P.C.: Ik had altijd al een voorliefde voor beeld en kunst. Mijn moeder is een schilderes en ik ben zowat opgegroeid in musea en galerijen. Toch wilden mijn ouders graag dat ik ingenieur zou worden, en zo heb ik eerst het diploma van burgerlijk ingenieur behaald aan de UCL. Ik heb daar zelfs een doctoraat aan gekoppeld rond beeldverwerking (medisch, satellieten, videogames enz.), net omdat ik zo gefascineerd was door beeld. Tezelfdertijd volgde ik avondles in Bozar en bleef ik daarnaast schilderen, tekenen, fotograferen, animatiefilms maken ...
In mijn carrière als ingenieur heb ik wel interessante jobs uitgeoefend, maar toch lagen ze nog altijd te ver af van mijn echte passie. Zes jaar na mijn doctoraatstudie nam ik tenslotte de beslissing om voltijds als kunstfotograaf te beginnen.
Hoe ben je daaraan begonnen?
P.C.: Ik verlangde er al een tijdje naar om een artistiek project te realiseren. Ik werkte nog als ingenieur toen ik op een gegeven moment stilstond bij wat ik tot dan al had verwezenlijkt op fotografisch vlak. In mijn fotoreeksen zag ik toch een zekere coherentie qua beelden, een soort van visuele poëzie die kenmerkend zou kunnen zijn voor mij en die me ook wel vernieuwend leek. De Washington Post heeft me daar achteraf in gesterkt door mijn fotografie te omschrijven als “poëzie van de stedelijke eenzaamheid”. Daarna begon ik kunstgalerijen en tentoonstellingen te bezoeken waarbij ik in het bijzonder de praktische en logistieke aspecten bestudeerde. Uiteindelijk zette ik mijn website op, en zo maakte ik mijn foto's voor het eerst publiek.

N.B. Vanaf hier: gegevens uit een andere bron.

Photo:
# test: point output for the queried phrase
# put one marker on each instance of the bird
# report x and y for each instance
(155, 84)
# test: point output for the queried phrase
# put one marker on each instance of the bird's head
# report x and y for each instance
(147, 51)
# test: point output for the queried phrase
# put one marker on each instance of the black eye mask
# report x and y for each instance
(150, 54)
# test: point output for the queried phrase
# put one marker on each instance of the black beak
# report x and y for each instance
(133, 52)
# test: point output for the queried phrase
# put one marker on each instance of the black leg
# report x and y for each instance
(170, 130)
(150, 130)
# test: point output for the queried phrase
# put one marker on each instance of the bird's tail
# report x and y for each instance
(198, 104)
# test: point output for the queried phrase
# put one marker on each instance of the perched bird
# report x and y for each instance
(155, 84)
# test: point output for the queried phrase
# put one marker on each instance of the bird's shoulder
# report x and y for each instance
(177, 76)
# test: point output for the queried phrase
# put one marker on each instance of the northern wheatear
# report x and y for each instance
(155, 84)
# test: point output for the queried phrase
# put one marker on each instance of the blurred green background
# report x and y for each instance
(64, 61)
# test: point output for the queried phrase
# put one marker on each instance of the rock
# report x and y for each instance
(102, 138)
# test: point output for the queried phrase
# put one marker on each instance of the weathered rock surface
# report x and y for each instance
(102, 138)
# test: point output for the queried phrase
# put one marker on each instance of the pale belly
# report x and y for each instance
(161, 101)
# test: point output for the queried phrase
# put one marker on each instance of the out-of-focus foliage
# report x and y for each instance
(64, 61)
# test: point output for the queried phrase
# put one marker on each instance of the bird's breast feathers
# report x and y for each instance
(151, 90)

Twee gebeurtenissen die daarop volgden zijn erg bepalend geweest.
Allereerst heb ik het geluk gehad dat ik uitgekozen werd voor een workshop van een week in Parijs met Mark Power, een erkende fotograaf van het fotoagentschap Magnum. Hij is een echte inspiratie geweest voor mij, en een onschatbare informatiebron voor wat het beroep van kunstfotograaf precies inhoudt. Ik ontdekte hoe het eraan toe ging achter de schermen en zag in hoeveel werk er achter een voltooide creatie schuilt.

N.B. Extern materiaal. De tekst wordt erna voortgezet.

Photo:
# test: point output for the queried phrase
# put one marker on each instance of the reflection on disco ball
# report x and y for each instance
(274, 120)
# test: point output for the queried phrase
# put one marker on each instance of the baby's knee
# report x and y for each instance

In dezelfde periode werd ik ook geselecteerd om deel te nemen aan een kunstbeurs, de Accessible Art Fair in Brussel. Ik kreeg voor het eerst te maken met een publiek, de praktische aspecten van het kunstenaarsleven, en niet de minste: de blik van buitenaf op mijn werk, alles wat er komt kijken bij de materiële creatie van werken, de relaties met de kopers en de galerijen ... Toen is er iets veranderd. Mensen waren niet alleen geïnteresseerd in mijn werk maar kochten het ook, en ik legde mijn eerste contacten in het milieu. Eén van de kopers was galerijhouder en niet veel later had ik mijn eerste expositie in een galerij. Drie jaar nadat ik mijn website had opgezet, besefte ik dat ik er mijn broodwinning van kon maken.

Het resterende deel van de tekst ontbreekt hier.